Answers to Common Questions About Prom Dresses


 Answers to Common Questions About Prom Dresses

Prom time is right around the corner again, and while most of your thoughts are focused on who you're going to bring, what time you're going to leave your house, and how you're going to get there safely given the recent circumstances America's been facing... one minor detail that probably should've crossed your mind earlier is what dress you plan on wearing.

How can I find a prom dress that fits my body type? What are some good prom dresses? What color should I wear? What size should I order for a customized dress? These are all questions we aim to answer.

Finding a Dress That Fits Your Body Type
Generally, prom dresses are characterized by their plunging v-necks and their short, tight, strapless or sleeveless silhouettes. The last thing you want is to be falling out of your dress while dancing the night away. With that in mind... make sure that your dress is not too tight. If you find yourself struggling to breathe within an hour of wearing your bodice then you've gone a little overboard with the corseting.

If you're fortunate enough to have a dress that falls somewhere between being a traditional strapless and a scoop neck then you're luckier than most. If you find yourself in this category then make sure that the seamlines of the straps running into your shoulders are not too tight. If it feels like there's a corset on your chest then try taking both straps off and see if you can breath better.

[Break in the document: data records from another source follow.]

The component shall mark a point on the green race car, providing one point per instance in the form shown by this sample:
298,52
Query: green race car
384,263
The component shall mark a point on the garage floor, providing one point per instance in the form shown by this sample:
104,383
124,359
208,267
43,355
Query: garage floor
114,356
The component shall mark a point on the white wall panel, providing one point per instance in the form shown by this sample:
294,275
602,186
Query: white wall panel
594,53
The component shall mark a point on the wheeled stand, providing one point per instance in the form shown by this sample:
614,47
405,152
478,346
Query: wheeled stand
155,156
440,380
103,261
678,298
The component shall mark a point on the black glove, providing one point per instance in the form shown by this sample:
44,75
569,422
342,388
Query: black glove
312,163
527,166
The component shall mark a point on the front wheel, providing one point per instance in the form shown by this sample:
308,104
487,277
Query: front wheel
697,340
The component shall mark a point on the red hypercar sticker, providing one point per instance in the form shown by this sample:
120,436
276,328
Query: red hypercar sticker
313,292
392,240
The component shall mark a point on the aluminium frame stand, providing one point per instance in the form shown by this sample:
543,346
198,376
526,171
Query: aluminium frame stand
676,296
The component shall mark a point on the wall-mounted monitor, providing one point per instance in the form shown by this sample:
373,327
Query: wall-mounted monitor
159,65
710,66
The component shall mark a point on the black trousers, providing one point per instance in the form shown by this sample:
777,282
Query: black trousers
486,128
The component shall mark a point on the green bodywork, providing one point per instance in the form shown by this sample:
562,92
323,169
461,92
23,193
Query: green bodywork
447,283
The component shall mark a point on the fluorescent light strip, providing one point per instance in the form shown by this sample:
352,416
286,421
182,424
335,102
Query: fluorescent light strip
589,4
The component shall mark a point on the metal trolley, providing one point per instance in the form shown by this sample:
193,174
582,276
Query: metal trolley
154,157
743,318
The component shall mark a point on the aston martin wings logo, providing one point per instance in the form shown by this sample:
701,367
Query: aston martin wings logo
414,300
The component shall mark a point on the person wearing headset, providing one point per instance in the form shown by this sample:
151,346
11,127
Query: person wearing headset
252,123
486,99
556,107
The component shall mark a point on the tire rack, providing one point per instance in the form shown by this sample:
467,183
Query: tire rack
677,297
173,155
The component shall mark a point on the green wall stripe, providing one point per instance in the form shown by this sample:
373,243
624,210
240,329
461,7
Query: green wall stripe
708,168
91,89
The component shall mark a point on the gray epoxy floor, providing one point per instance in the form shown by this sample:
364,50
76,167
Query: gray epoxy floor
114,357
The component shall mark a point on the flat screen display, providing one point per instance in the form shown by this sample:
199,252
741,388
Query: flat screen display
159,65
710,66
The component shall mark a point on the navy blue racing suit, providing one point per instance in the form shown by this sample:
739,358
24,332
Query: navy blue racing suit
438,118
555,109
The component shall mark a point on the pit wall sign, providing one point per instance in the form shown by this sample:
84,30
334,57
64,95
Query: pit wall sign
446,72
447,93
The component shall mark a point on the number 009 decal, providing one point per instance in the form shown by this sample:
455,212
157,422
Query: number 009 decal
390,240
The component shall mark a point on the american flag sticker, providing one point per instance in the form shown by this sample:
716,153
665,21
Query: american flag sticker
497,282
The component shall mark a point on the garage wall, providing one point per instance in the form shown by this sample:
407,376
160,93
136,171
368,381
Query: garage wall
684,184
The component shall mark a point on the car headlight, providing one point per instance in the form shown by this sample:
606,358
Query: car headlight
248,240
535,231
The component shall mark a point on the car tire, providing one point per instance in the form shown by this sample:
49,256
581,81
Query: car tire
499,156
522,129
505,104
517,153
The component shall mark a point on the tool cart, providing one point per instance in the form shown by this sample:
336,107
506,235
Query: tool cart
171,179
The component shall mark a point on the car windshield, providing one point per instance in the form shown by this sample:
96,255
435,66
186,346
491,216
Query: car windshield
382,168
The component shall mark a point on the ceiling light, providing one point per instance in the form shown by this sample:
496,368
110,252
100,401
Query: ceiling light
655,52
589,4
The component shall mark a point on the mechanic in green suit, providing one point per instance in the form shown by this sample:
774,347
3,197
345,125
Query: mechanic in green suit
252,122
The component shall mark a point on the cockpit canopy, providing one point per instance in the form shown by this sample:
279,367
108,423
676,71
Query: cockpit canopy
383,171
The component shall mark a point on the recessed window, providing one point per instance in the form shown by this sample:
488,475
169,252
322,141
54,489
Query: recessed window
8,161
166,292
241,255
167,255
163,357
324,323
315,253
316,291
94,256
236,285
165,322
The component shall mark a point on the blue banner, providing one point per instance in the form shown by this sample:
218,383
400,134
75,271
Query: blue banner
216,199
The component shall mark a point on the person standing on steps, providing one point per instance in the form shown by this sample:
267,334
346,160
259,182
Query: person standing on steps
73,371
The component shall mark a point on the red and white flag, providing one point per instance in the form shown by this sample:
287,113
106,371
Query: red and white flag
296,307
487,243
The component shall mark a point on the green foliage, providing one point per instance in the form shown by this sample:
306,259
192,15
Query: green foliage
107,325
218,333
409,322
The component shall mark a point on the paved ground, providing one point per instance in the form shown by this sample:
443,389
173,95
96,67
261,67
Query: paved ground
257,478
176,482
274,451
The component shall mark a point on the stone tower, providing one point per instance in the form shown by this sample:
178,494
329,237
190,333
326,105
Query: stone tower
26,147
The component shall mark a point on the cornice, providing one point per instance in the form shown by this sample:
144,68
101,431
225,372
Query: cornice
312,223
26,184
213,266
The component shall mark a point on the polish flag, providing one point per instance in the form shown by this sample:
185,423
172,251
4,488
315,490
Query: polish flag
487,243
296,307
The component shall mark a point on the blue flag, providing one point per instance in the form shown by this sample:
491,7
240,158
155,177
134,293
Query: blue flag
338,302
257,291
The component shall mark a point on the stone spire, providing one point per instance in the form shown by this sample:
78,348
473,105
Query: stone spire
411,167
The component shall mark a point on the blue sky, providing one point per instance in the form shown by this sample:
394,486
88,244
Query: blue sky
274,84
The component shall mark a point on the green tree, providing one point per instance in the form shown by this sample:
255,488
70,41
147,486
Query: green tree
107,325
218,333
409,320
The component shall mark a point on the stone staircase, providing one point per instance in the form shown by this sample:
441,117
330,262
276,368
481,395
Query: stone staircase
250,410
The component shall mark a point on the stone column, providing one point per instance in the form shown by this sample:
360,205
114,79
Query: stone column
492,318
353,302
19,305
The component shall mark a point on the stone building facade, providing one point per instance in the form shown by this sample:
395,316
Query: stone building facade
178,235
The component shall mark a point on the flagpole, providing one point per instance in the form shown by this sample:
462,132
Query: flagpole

Still, for all these promises of easy movement, it's still best to avoid sleeveless dresses altogether (unless you want to wear an undershirt underneath) and definitely consider wearing a corset provided it goes against the rules of wearing one in school... or you're willing to pay the consequences.

It's a pretty good idea to stick with a dress that falls somewhere between your waist and your hips so that it doesn't put pressure on your stomach area at all. It'll prevent you from tucking in your shirt or having it ride up into your cleavage and prevent any embarrassing wardrobe malfunctions from occurring on prom night.

Finding A Good Prom Dress That Fits Your Budget
If you've been researching prom dresses recently then chances are you've run across an abundance of $300-$500 prom dresses that promise to fit like a dream but are sold by people with no experience whatsoever in the fashion industry. This might be a little misleading. It's easy to fall into this trap because you're so excited to wear a designer dress but you also want to look good.

The truth is that most of the dresses you see on websites like and ebay have been made in Chinese factories with workers who've never been in fashion before and quite possibly don't understand proper sizing at all. It's for this reason that we say it's best not to order a dress from one of these websites or sellers because if it doesn't fit then you have almost no chance of getting it fixed by a local tailor or seamstress for much less than what you paid initially...

It's best to look for a prom dress by looking in your local boutique or online store. This way you can expect the person who made the dress to be able to tell you how much it would cost and how easy it is to alter... sometimes even make some adjustments yourself if necessary.

What Color To Wear?
Here you'll find a contradictory range of answers based on different people's ideas but the truth is that prom looks like any other formal occasion involving a one-night stand or job interview (if that's more what you're going for) so the key thing here is picking something that will go great with your complexion and hair color. If possible try to avoid wearing white as it doesn't look flattering on anyone...

There you have it, the truth and nothing but the truth about finding a prom dress. I hope this helps!